Figure 3.

The setup used (left), the measurement results (middle) of oxygen consumption (measured in media with an Oxylite, Oxford Optronics, Oxford, UK), and clonogenic cell survival (right), following delivery of 20 Gy with ultra-high (2000 Gy/s, black trace) and conventional dose rates (0.1 Gy/s, green trace) to a T12.5 cell flask with a monolayer of H454 murine glioblastoma cells and 5 ml media, from a horizontal 6 MeV electron beam. The beam-on time for FLASH is just 0.01 s. So, for an ideal measurement probe the black trace should drop in this short time but because of averaging of the signal, there is a delay of several seconds. For the same reason, small shoulders are visible for the green trace where the irradiation starts and stops (at around 3 min and 10 s). Similar to data from Cao et al. (Cao et al. 2021), the oxygen consumption is clearly greater for the conventional dose rate, i.e. the p0₂ value reduction was greater for the green trace (4.0 mmHg, i.e. 0.20 mmHg/Gy) than the black trace (3.5 mmHg, i.e. 0.17-0.18 mmHg/Gy), though the timescale of reduction is very different.

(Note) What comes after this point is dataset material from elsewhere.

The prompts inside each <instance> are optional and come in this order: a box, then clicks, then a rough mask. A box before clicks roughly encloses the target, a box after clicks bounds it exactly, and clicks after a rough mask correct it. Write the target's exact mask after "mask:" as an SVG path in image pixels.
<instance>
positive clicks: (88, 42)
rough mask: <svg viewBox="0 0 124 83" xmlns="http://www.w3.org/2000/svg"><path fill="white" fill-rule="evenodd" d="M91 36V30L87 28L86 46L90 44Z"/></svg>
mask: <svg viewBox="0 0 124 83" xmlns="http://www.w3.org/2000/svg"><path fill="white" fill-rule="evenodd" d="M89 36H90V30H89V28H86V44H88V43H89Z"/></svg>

Some diffusion of oxygen into the media from the gas in the flask (where the oxygen consumption is far less prominent than in the media) is evident after the end of irradiation. Clonogenic cell survival data show a small non-significant sparing for FLASH irradiation vs. conventional dose rate (CONV) irradiation when cells are prepared in normoxia, which expands and becomes significant (**, p<0.01) when cells are prepared in hypoxia (6 mmHg, following 1-2h in a hypoxia chamber prior to irradiation).